ARTICLE11
 
 

jeudi 19 avril 2012

Sur le terrain

posté à 21h20, par Lucien
2 commentaires

Embedded à l’UMP / N°3 : « La reconquête ! »

À l’UMP, ils laissent vraiment entrer n’importe qui. Lucien – expert en matière d’entrisme – a adhéré à l’une des sections « jeunes » de la capitale. Raie sur le côté, mocassins et jolie chemise, le courageux envoyé spécial d’Article11 en a profité pour prendre des notes, entre séances de tractage et réunions d’information. Troisième épisode.

Cette chronique a été publiée dans le troisième numéro de la version papier d’Article11, en mars 2011. L’ami Lucien ayant continué son travail d’infiltration un certain temps, il nous a livré d’autres épisodes qui seront mis en lignes dans les semaines à venir.

*

Dix-huit heures, moins un degré. Frisquet. Pris entre le trottoir et la neige, nous sommes trois. Il y a Catherine, qui se consacre à l’UMP depuis que ses enfants sont partis étudier loin du domicile familial ; Danièle, ancienne adjointe au maire à l’époque bénie où le RPR était au pouvoir ; et il y a moi.

Danièle a convié l’ensemble de notre groupe à une visite « double face  » de notre circonscription. Pile, il s’agit de se faire plaisir en apprenant plein de choses sur la ville où nous vivons ; face, nous en profiterons pour comprendre les enjeux électoraux. C’est qu’il ne faut pas s’y tromper : nous sommes en pleine reconquête ! Et la victoire passera nécessairement par une meilleure connaissance du terrain et des électeurs.

Autre facteur clé du succès : souder les liens entre militants, avancer en rangs serrés. Du « team building », en quelque sorte. Sauf que ce soir, c’est plutôt raté : Danièle attendait une quinzaine de personnes et nous ne sommes que trois à compter les minutes qui s’égrènent, l’heure du rendez-vous désormais bien dépassée. La lose... Plus personne ? Ah si : voila quand même Benoît, l’un des nouveaux membres de notre comité de direction. Que l’on soit si peu à nous être déplacés ne l’étonne guère : « Il y en a beaucoup qui parlent, mais on en voit peu agir. Les belles paroles, ça va un moment…  » Apparemment, depuis leur élection au comité de direction, certains membres ont fait montre d’une belle aisance dans l’art de l’absentéisme.
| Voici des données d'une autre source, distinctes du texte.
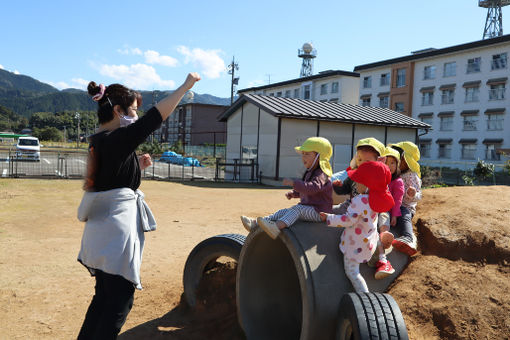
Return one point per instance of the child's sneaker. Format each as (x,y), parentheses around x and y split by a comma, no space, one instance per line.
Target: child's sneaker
(404,246)
(386,239)
(269,227)
(383,270)
(248,223)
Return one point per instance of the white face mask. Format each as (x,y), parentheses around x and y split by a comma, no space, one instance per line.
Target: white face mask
(127,120)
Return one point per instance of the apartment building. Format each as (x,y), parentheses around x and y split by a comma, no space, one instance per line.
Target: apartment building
(327,86)
(459,90)
(194,124)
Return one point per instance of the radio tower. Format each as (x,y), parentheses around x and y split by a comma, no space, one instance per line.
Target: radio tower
(308,53)
(494,22)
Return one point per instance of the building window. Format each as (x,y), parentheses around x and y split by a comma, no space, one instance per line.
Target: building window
(429,72)
(474,65)
(427,98)
(425,149)
(367,82)
(385,79)
(490,152)
(444,150)
(365,101)
(307,92)
(446,123)
(449,69)
(469,123)
(468,151)
(495,122)
(324,89)
(498,61)
(447,96)
(334,87)
(497,92)
(401,77)
(472,94)
(384,101)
La visite commence. Au menu : détails historiques et bonnes adresses. Entre les deux, une grêle de commentaires. Florilège. Danièle : « Ici, c’est la rue des prostituées. À l’époque, nous avions mené toute une série d’actions pour les déloger. Nous y étions presque arrivés quand la gauche a repris le pouvoir et a laissé la situation se dégrader.  » Catherine : « Si la mairie installait un beau jardin public sur cette place, les clochards ne pourraient plus squatter.  » Danièle encore : « Ce serait bien d’avoir plus de diversification dans les commerces. Des boutiques un peu plus ’luxe’, je suis sûre que ça pourrait marcher.  » Je les trouvais plutôt diversifiés nos commerces, pourtant : coiffeurs algériens, salons de beauté chinois, réparateurs en tout genre, épiceries exotiques…

Pendant ce temps, Benoît continue de maugréer. Que les gens ne soient pas venus alors qu’ils étaient inscrits l’énerve. Il faut l’excuser : il est nouveau. Il ne sait pas encore que - chez nous – les disciples ont tendance à se calquer sur le comportement de notre président de comité, une vraie star en devenir. Lui absent, pourquoi s’embêter à suivre une visite de quartier quand le thermomètre flirte gaiement avec le négatif ? C’est bien plus sympa de se pointer à un collage d’affiches organisé en catastrophe pour que Chef puisse surjouer son activisme aux yeux des médias : quelques caméras de télévisions en train de le filmer en pleine action suffisent à donner l’impression que le papier adhère mieux aux murs en béton… Je n’ai pas osé le dire à Danièle mais, une fois, avec Samira, nous avons annulé un tractage parce que nous n’étions que cinq et que Chef ne venait pas. Ce jour-là, il faisait pourtant bien douze degrés !

Nous finissons la visite vers vingt heures et rejoignons les autres militants – cette fois bien présents – dans un café. La réunion commence, Chef arrive avec quarante minutes de retard. Il s’excuse : il a été retenu par une interview donnée à France Info. France Info ! Des sourires béats envahissent l’assemblée, Chef est applaudi. À la fois par la jeune génération, toujours à son service, et par la vieille garde, jamais avare d’un bon conseil. Mélange d’admiration sincère et d’opportunisme. Qui sait ? Peut-être pourra-t-il un jour nous offrir une place au soleil.